6. There is no particular reason for a baby to cry upon being born, and certainly no cause for a routine smack on the bottom which is de rigeur in tv-land. There is no evidence that it is “good for the lungs” for a baby to scream and cry for lengthy periods, and cries from an infant are generally a sign of distress and a need for an adult to act to comfort. Waterbirth and hypnobirthing babies frequently don’t cry at all, or do so only as a response to the temperature change between in the water and out of it.

7. Babies are often quite grey, bluey or purple-ish in colour when they first come out, and it can take a few minutes for them to pink up properly. This can be quite frightening to new parents if they aren’t prepared for it -- after all, newborn babies in tv-land are all clean, dewy pink, and about 3 months old. It is really nothing to be worried about, and a little bit of stimulation with a towel can work wonders.

8. “The cord is wrapped around the neck” is a terrifying immediate infant death on tv, whereas in real life, cords are often looped around neck, sometimes shoulder. Midwives are really good at slipping cords back to where they need to be to enable a smooth passage, and it very, very rarely causes any kind of serious problem during birth.

9. Pushing a baby out is as instinctive a behaviour as having a poo.
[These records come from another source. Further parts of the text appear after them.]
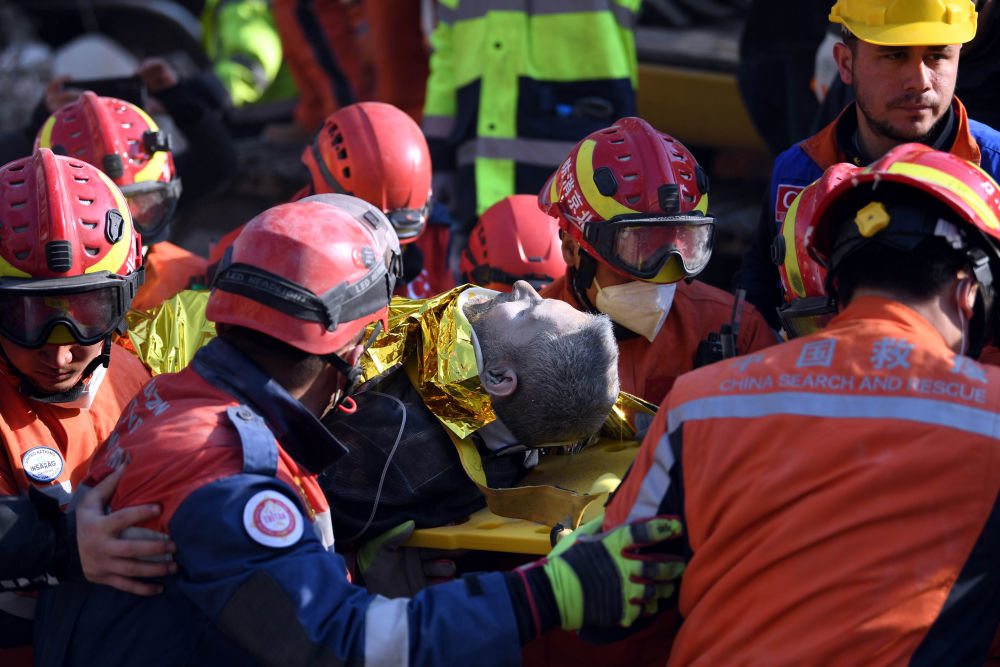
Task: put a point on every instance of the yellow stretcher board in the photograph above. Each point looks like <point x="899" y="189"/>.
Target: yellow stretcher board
<point x="563" y="488"/>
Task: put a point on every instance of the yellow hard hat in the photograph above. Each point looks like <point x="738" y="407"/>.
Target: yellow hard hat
<point x="908" y="22"/>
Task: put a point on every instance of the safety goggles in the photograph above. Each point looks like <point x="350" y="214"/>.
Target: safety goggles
<point x="408" y="222"/>
<point x="806" y="315"/>
<point x="91" y="306"/>
<point x="152" y="204"/>
<point x="641" y="246"/>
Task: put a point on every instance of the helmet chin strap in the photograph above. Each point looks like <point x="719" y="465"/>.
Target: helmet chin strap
<point x="28" y="389"/>
<point x="581" y="279"/>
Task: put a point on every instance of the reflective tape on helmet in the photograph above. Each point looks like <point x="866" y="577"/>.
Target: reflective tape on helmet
<point x="952" y="184"/>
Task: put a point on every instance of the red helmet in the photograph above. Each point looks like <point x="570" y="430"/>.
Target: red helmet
<point x="635" y="199"/>
<point x="69" y="253"/>
<point x="807" y="307"/>
<point x="311" y="273"/>
<point x="513" y="241"/>
<point x="125" y="143"/>
<point x="868" y="208"/>
<point x="961" y="185"/>
<point x="375" y="151"/>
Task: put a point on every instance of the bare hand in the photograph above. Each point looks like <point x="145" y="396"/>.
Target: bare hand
<point x="108" y="559"/>
<point x="156" y="74"/>
<point x="57" y="97"/>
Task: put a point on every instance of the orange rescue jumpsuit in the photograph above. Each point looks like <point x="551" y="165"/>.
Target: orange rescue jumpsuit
<point x="840" y="498"/>
<point x="49" y="447"/>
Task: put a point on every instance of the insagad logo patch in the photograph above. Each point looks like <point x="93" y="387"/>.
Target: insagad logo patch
<point x="42" y="464"/>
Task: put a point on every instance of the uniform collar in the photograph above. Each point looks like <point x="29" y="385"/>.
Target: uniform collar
<point x="832" y="144"/>
<point x="296" y="429"/>
<point x="887" y="310"/>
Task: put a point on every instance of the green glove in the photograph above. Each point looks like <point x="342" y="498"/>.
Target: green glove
<point x="393" y="570"/>
<point x="603" y="579"/>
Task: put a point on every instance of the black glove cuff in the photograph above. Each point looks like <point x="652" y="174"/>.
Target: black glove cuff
<point x="533" y="602"/>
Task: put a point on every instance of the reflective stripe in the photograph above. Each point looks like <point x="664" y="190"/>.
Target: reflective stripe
<point x="61" y="492"/>
<point x="18" y="605"/>
<point x="437" y="127"/>
<point x="474" y="9"/>
<point x="526" y="151"/>
<point x="656" y="483"/>
<point x="387" y="633"/>
<point x="323" y="526"/>
<point x="839" y="406"/>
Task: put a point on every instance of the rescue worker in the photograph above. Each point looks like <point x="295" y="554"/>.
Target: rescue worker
<point x="843" y="557"/>
<point x="374" y="151"/>
<point x="512" y="241"/>
<point x="124" y="142"/>
<point x="231" y="446"/>
<point x="902" y="62"/>
<point x="69" y="267"/>
<point x="243" y="44"/>
<point x="344" y="52"/>
<point x="513" y="88"/>
<point x="631" y="203"/>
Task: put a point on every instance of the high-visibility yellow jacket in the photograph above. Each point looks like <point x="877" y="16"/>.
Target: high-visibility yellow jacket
<point x="243" y="44"/>
<point x="514" y="85"/>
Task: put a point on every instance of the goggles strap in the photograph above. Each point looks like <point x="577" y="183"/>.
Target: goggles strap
<point x="341" y="303"/>
<point x="325" y="171"/>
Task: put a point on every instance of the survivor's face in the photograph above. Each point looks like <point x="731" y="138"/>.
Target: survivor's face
<point x="521" y="314"/>
<point x="52" y="368"/>
<point x="902" y="91"/>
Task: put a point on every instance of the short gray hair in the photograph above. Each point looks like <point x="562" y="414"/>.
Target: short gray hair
<point x="567" y="383"/>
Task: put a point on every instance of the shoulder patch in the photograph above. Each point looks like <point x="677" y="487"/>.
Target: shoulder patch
<point x="272" y="519"/>
<point x="42" y="464"/>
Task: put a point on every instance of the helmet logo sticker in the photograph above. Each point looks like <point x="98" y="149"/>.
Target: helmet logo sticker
<point x="42" y="464"/>
<point x="786" y="195"/>
<point x="872" y="219"/>
<point x="114" y="225"/>
<point x="605" y="181"/>
<point x="364" y="257"/>
<point x="272" y="519"/>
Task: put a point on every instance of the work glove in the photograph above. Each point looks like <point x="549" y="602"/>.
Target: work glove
<point x="604" y="579"/>
<point x="390" y="569"/>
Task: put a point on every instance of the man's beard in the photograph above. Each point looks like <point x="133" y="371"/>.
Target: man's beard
<point x="885" y="128"/>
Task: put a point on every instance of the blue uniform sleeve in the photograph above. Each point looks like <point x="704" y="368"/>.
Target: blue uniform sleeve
<point x="254" y="566"/>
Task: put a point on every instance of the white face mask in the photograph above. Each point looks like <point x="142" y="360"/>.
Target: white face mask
<point x="639" y="306"/>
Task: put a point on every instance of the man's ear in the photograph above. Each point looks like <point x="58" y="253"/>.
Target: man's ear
<point x="571" y="250"/>
<point x="500" y="380"/>
<point x="968" y="290"/>
<point x="845" y="60"/>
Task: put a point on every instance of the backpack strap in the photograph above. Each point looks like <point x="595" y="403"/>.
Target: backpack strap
<point x="260" y="451"/>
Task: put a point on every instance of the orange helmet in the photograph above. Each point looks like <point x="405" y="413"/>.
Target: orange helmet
<point x="69" y="254"/>
<point x="375" y="151"/>
<point x="889" y="218"/>
<point x="125" y="143"/>
<point x="311" y="273"/>
<point x="635" y="200"/>
<point x="808" y="307"/>
<point x="513" y="241"/>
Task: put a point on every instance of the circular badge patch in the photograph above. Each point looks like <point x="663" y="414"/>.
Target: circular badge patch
<point x="42" y="464"/>
<point x="272" y="519"/>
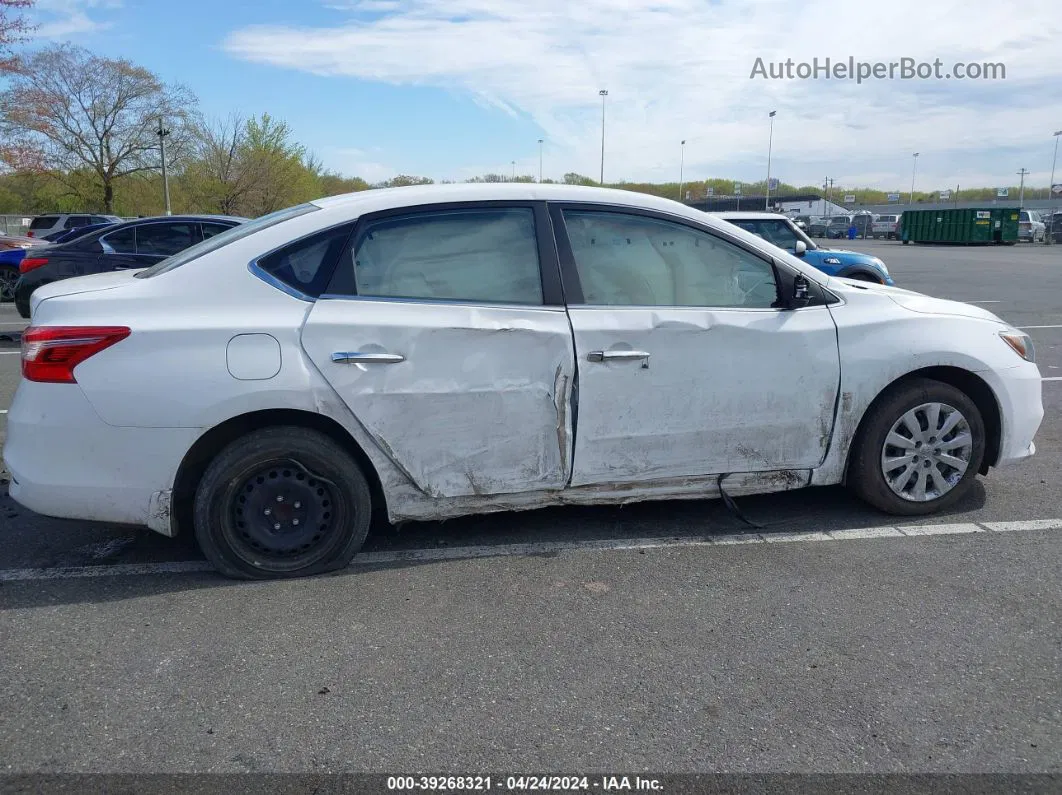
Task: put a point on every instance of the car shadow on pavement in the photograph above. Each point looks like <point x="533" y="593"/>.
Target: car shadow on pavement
<point x="812" y="510"/>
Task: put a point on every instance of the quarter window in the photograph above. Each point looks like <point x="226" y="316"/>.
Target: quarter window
<point x="306" y="264"/>
<point x="480" y="255"/>
<point x="633" y="260"/>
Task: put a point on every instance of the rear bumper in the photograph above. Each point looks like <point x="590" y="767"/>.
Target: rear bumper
<point x="1018" y="391"/>
<point x="66" y="462"/>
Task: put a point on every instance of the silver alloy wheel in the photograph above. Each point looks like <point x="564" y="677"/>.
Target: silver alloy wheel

If you don’t need a doctor or midwife in the loo with you, coaching you how to take a shit, then you equally will not benefit from anyone telling you how to push your baby out. The exception to this is sometimes when a woman has had an epidural and is not feeling her contractions, it can be hard to judge when pushing would be most effective, so in those cases some assistance may be helpful. But for the most part, the tv-land scene of a circle of people surrounding a supine pregnant person screaming “Push, push, PUSH!!!” is completely unnecessary and counterproductive. In fact, this form of pushing (holding your breath and consciously straining with all your might) is not associated with the best outcomes for mum or baby.
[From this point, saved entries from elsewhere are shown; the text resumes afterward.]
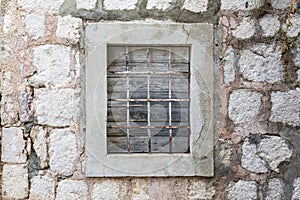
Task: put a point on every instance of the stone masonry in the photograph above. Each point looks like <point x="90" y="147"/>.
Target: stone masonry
<point x="257" y="99"/>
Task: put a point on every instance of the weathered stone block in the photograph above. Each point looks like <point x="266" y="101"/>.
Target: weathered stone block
<point x="286" y="107"/>
<point x="69" y="28"/>
<point x="35" y="25"/>
<point x="243" y="105"/>
<point x="71" y="189"/>
<point x="62" y="151"/>
<point x="13" y="146"/>
<point x="14" y="182"/>
<point x="55" y="107"/>
<point x="42" y="188"/>
<point x="52" y="63"/>
<point x="262" y="63"/>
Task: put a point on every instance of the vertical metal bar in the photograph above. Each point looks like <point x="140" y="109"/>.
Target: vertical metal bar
<point x="127" y="95"/>
<point x="148" y="102"/>
<point x="170" y="103"/>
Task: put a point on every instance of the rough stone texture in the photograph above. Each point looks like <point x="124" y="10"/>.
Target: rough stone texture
<point x="69" y="28"/>
<point x="13" y="146"/>
<point x="39" y="139"/>
<point x="35" y="25"/>
<point x="55" y="107"/>
<point x="42" y="188"/>
<point x="62" y="151"/>
<point x="286" y="107"/>
<point x="296" y="191"/>
<point x="269" y="25"/>
<point x="294" y="28"/>
<point x="159" y="4"/>
<point x="240" y="4"/>
<point x="70" y="190"/>
<point x="52" y="64"/>
<point x="245" y="30"/>
<point x="250" y="160"/>
<point x="195" y="5"/>
<point x="86" y="4"/>
<point x="14" y="182"/>
<point x="42" y="6"/>
<point x="119" y="4"/>
<point x="243" y="105"/>
<point x="275" y="190"/>
<point x="229" y="65"/>
<point x="262" y="63"/>
<point x="106" y="189"/>
<point x="243" y="190"/>
<point x="274" y="150"/>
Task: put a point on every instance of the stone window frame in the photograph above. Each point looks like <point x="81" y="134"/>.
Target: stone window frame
<point x="199" y="162"/>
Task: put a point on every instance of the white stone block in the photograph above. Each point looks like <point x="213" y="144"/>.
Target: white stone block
<point x="119" y="4"/>
<point x="55" y="107"/>
<point x="69" y="28"/>
<point x="269" y="25"/>
<point x="286" y="107"/>
<point x="14" y="182"/>
<point x="159" y="4"/>
<point x="35" y="25"/>
<point x="52" y="63"/>
<point x="195" y="5"/>
<point x="42" y="188"/>
<point x="62" y="151"/>
<point x="13" y="146"/>
<point x="86" y="4"/>
<point x="274" y="150"/>
<point x="71" y="189"/>
<point x="243" y="105"/>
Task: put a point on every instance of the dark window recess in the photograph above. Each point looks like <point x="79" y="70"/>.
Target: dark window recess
<point x="148" y="99"/>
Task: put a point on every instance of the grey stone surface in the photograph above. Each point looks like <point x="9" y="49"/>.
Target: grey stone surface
<point x="13" y="146"/>
<point x="243" y="105"/>
<point x="42" y="188"/>
<point x="195" y="5"/>
<point x="35" y="25"/>
<point x="119" y="5"/>
<point x="14" y="182"/>
<point x="250" y="160"/>
<point x="52" y="63"/>
<point x="245" y="30"/>
<point x="275" y="190"/>
<point x="270" y="25"/>
<point x="242" y="190"/>
<point x="274" y="150"/>
<point x="296" y="190"/>
<point x="62" y="151"/>
<point x="55" y="107"/>
<point x="262" y="63"/>
<point x="229" y="65"/>
<point x="286" y="107"/>
<point x="72" y="189"/>
<point x="69" y="28"/>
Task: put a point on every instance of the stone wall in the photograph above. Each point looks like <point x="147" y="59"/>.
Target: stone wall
<point x="257" y="69"/>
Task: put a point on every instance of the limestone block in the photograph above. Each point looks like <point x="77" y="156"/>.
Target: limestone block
<point x="71" y="189"/>
<point x="62" y="151"/>
<point x="55" y="107"/>
<point x="69" y="28"/>
<point x="286" y="107"/>
<point x="13" y="146"/>
<point x="35" y="25"/>
<point x="14" y="182"/>
<point x="274" y="150"/>
<point x="52" y="63"/>
<point x="243" y="105"/>
<point x="119" y="4"/>
<point x="42" y="188"/>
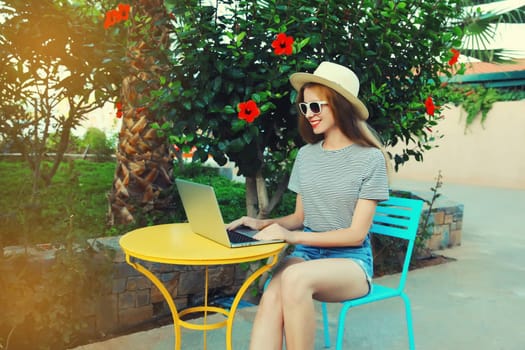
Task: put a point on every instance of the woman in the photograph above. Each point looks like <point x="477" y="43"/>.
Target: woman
<point x="339" y="176"/>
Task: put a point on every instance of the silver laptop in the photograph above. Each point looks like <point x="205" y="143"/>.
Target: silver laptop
<point x="205" y="218"/>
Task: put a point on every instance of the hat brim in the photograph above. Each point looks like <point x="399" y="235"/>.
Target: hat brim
<point x="299" y="79"/>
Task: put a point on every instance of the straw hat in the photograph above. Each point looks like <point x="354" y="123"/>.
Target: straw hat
<point x="337" y="77"/>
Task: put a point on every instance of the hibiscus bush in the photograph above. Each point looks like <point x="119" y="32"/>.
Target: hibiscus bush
<point x="229" y="96"/>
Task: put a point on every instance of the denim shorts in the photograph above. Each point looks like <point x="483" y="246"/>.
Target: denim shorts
<point x="361" y="255"/>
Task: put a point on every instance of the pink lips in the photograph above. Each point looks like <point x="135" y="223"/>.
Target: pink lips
<point x="314" y="122"/>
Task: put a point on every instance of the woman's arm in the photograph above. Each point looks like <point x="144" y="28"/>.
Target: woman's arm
<point x="351" y="236"/>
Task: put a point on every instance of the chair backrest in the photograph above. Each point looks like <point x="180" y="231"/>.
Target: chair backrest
<point x="399" y="217"/>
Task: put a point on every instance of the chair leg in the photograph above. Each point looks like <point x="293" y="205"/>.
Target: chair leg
<point x="410" y="330"/>
<point x="341" y="326"/>
<point x="325" y="326"/>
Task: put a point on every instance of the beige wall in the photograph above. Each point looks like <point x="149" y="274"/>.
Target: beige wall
<point x="488" y="155"/>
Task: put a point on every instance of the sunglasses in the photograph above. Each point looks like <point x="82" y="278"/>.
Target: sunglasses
<point x="314" y="107"/>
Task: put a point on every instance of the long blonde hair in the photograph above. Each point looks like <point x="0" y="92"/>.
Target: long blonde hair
<point x="344" y="114"/>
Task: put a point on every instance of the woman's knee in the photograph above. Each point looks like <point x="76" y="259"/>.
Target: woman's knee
<point x="294" y="285"/>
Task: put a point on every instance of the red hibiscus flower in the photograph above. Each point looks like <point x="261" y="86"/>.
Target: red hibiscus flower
<point x="429" y="104"/>
<point x="112" y="18"/>
<point x="118" y="105"/>
<point x="124" y="11"/>
<point x="283" y="45"/>
<point x="248" y="111"/>
<point x="455" y="56"/>
<point x="115" y="16"/>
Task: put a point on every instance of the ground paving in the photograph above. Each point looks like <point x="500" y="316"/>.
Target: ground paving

10. Lying on your back in bed to push your baby out (the only way it is ever done in tv-land) is the worst possible position to have a baby in. This position is a relatively recent invention, and appears to stem from the French court of Louis XIV, who had a bit of a fetish about watching his mistresses give birth. In order to make it easier for the King to see what was going on, his doctors put the unfortunate women into a position which actually decreases the size of the pelvis by 30% or more. It also places the woman’s pelvis where she has to push against rather than with gravity. When women are entirely free to move instinctively during birth, they never adopt this position voluntarily. Upright, Forward-leaning and Open stances (UFO) are what the body normally needs to maximise the space in the pelvis. Moving, wiggling, shifting side-to-side and back to front – when free to do so, women will instinctively adopt the positions they need to work with their baby as he makes his really quite complex path through the pelvis, turning twice to manoeuvre first head then shoulders through. So trust your instincts and take the position that works for you, and don’t be afraid to move around, a LOT.

Someday I hope to see a tv programme which shows birth the way it really is (Call the Midwife probably comes closest), but until then, I’ll keep busting those tv-land birth myths, one mum at a time.